1871 wurde Schensky als vermutlich unehelicher Sohn des damaligen britischen Gouverneurs auf Helgoland geboren. Nach einer Lehre als Manöverfotograf, die seine sachliche Haltung zum abgebildeten Objekt schärfte, eröffnete Schensky 1890, im Jahr, als die Hochseeinsel von den Briten an das Deutsche Reich übergeben wurde, auf Helgoland ein Atelier und Fotogeschäft und wurde zum kaiserlichen Hoffotografen ernannt. Seine Spezialität aus jenen frühen Tagen waren minutiös malerisch vor dem Objektiv inszenierte Porträts. Ab 1910 widmete sich Schensky vermehrt der „lebendigen“ Fotografie. Obwohl seine Fotos arbeitender Menschen, Fischer und Schiffer, immer noch streng durchkomponiert waren, zeigen sie Ansätze von spontan eingefangener Bewegung, seinen Blick für das Elementare des Augenblicks.

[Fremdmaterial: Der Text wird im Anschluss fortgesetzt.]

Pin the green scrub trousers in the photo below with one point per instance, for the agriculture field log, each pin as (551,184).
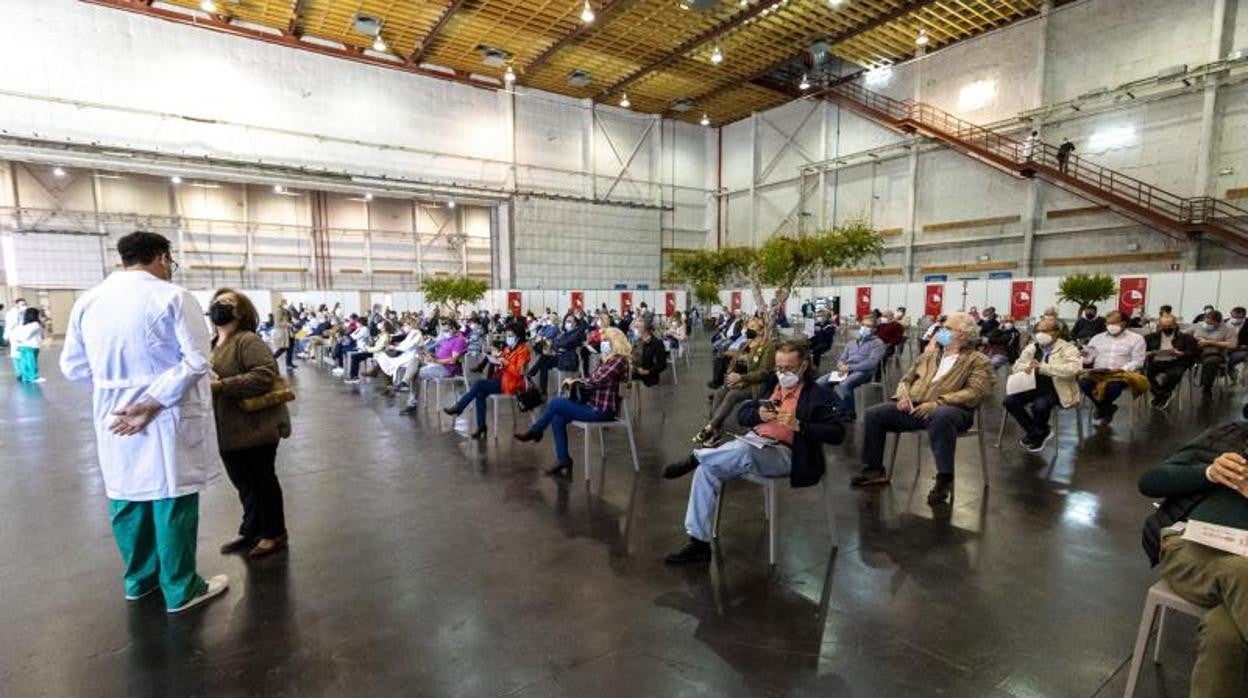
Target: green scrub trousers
(157,541)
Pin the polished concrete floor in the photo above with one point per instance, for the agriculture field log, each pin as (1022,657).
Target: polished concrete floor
(422,565)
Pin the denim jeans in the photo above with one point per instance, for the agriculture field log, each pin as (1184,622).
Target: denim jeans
(557,415)
(478,392)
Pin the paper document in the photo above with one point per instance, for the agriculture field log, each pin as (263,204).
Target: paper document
(1021,381)
(1219,537)
(755,440)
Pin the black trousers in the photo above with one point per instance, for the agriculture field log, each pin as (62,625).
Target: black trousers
(253,473)
(1165,376)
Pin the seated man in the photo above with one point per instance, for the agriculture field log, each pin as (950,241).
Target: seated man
(1239,353)
(1170,352)
(1116,357)
(858,363)
(940,395)
(441,362)
(1056,363)
(750,367)
(1216,340)
(1206,480)
(795,421)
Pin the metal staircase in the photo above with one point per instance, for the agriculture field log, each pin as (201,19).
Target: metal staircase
(1158,209)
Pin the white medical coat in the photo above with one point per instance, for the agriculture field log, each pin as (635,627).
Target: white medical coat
(135,336)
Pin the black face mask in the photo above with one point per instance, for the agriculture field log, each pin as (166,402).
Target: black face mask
(221,314)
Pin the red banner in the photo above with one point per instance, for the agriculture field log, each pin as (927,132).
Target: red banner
(1020,300)
(864,301)
(934,300)
(1132,294)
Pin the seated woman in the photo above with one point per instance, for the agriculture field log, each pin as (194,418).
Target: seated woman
(602,390)
(509,370)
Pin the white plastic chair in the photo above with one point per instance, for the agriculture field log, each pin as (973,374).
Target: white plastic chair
(976,431)
(1161,597)
(622,421)
(769,510)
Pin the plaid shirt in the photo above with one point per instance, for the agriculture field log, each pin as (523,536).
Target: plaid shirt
(604,385)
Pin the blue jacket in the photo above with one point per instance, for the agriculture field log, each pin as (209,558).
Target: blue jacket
(862,355)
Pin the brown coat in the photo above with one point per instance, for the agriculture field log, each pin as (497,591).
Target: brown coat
(245,367)
(967,383)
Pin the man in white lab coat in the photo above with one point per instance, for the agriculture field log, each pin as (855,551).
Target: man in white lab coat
(144,345)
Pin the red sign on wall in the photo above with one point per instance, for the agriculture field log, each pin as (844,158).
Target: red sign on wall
(1020,299)
(864,301)
(934,300)
(1132,294)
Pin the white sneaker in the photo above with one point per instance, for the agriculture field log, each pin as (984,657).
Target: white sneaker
(216,587)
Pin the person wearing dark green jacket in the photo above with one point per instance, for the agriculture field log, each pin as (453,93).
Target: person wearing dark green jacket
(1211,475)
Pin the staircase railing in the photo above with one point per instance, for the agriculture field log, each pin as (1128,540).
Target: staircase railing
(1022,156)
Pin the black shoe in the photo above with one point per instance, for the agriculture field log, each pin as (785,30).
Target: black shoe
(693,551)
(534,436)
(941,491)
(238,545)
(680,470)
(870,476)
(562,471)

Malerisch und realistisch – Franz Schenskys Blick auf die Helgoländer Brandung
Und für die uninszenierbare Bewegung, der der Fotograf nur auflauern kann. Bis heute uneingeholt in der Präzision der Abbildung und der Lichtführung sind Schenskys Aufnahmen aus dem 1902 auf Helgoland eröffneten Aquarium, Fotos fliegender Möwen, die bis dahin niemand so „federnah“ eingefangen hatte, und seine Motive der brandenden See. Bei den damaligen fototechnischen Möglichkeiten glichen solche Aufnahmen Zauberei, mit der Schensky schnell weit über den engen Küstenkreis seiner Insel bekannt wurde. Sein Kampf um den richtigen Moment und das richtige Licht brachte Aufnahmen hervor, die noch heute erstaunen und – wie seine Brandungsfotos – zu seiner Zeit noch als kaum bildwürdig galten. Schensky war insofern ein fotografischer Visionär, allerdings abseits von den Avantgarden, die sich in den 10er und 20er Jahren des 20. Jahrhunderts in den europäischen Metropolen bildeten, ihnen aber – unerkannt – ebenbürtig.
Ein Großteil von Schenskys Negativen wurde im 2. Weltkrieg vernichtet. Dennoch sind viele Fotos erhalten, weil Schensky sie schon früh als Postkartenserien vermarktete. Ebenso seine lebensnahen Fotografien von der Düne, mit denen er in den 30er und 40er Jahren seinen Lebensunterhalt verdiente. Verdienen musste, denn als Gegner der Nationalsozialisten war Schensky im „Tausendjährigen Reich“ nicht eben wohl gelitten.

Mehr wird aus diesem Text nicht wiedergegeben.